Indeed, in the days directly following George Floyd’s death, Abdullah was instrumental in organizing many of the Los Angeles Black Lives Matter protests that devolved into riots and attacks on local Jewish institutions. Abdullah has never shown regret for the victimization of Jews during those or other BLM demonstrations; instead, she reportedly described the BLM-Los Angeles decision to protest in Pan Pacific Park the weekend after Floyd’s killing (an area of Los Angeles’ heavily Jewish Fairfax neighborhood that serves as the site of the Los Angeles Holocaust Museum) as a deliberate one (emphasis added):
…[it was] absolutely about letting white folks who are from more affluent backgrounds understand or get a little glimpse of what we experience as black people every day.
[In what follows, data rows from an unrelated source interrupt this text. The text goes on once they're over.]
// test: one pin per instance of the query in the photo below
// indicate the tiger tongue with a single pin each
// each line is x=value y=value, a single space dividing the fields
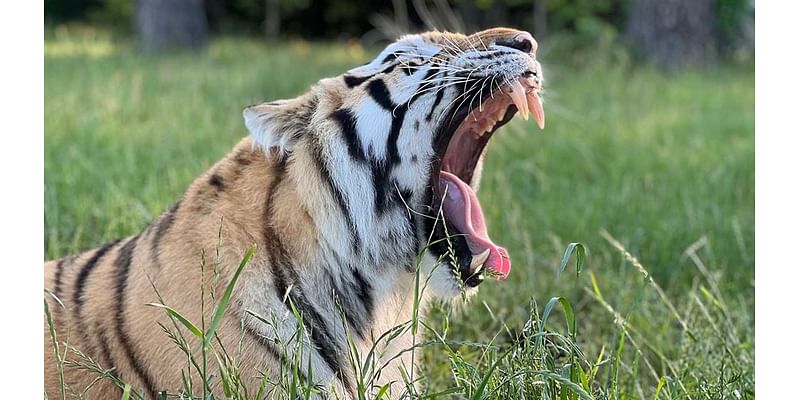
x=463 y=210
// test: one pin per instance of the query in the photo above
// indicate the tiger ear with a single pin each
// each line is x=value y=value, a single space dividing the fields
x=277 y=124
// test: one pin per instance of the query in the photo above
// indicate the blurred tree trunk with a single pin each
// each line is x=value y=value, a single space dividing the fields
x=165 y=24
x=272 y=19
x=672 y=33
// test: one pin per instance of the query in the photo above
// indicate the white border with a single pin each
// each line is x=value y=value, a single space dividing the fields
x=22 y=194
x=777 y=185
Asked about the damage Fairfax sustained from the riots that rose out of the peaceful protests, Abdullah reportedly
discounted concerns that some took advantage of Black Lives Matters’ peaceful demonstrations to create chaos and inflict damage.
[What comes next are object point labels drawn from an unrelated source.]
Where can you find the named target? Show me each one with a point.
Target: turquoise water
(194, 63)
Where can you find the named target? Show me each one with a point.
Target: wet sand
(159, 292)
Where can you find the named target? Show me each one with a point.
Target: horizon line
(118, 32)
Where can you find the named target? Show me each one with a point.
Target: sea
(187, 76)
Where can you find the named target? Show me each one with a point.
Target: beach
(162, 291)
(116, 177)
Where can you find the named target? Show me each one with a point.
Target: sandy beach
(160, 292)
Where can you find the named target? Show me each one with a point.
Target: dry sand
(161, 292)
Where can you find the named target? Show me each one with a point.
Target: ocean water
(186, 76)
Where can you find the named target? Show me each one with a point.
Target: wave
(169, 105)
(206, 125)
This is unsurprising; Abdullah’s feelings about Jews and Israel have been clear for many years. Naturally, she has augmented her public castigation of Israel with hysterical accusations and outright lies. Abdullah has also come out in support of Islamist congresswoman Ilhan Omar and Cullors’ fellow Dream Defenders participant and virulent Israel-hater, Marc Lamont Hill.
Meanwhile, Abdullah has joined conspiratorial Twitter followers in decrying the percieved increase in the number of “Jews invading” college campuses, “causing islamophobia, racism, &intolerance! [sic]”
Abdullah has also been equally happy to ‘like’ and retweet similarly unhinged ramblings about the “jewish patriarchy” and how it “offend[s] Muslims & control[s] our economy”.
Abdullah’s open dislike for Jews does not seem to upset Cullors’ vision of BLM branches as the “vanguard” of racial and ethnic justice, however; the two have remained close friends and colleagues for many years.
Most recently, Cullors spent nearly an hour and a half discussing BLM in a live Zoom event with Abdullah. The conversation was broadcast on Facebook, and proudly advertised on the Black Lives Matter Global Network Foundation Twitter feed. You can watch the entire event here or below.
Regardless of the reasons for her departure from the Black Lives Matter Global Network Foundation, it’s clear that Cullors is not going to give up her grip on the limelight so quickly. Despite the many well-substantiated and legitimate complaints about Cullors’ apparently flawed ethics, demonstrable bigotry, intellectual dishonesty, arrogance and over-inflated ego, and bizarre admiration for a wide variety of violent ideologues, she has succeeded in going ‘mainstream’. With ever-deepenging reach into media, literature, the arts, and culture, Cullors and her followers are poised to continue hijacking legitimate civil rights battles for their own distorted ends.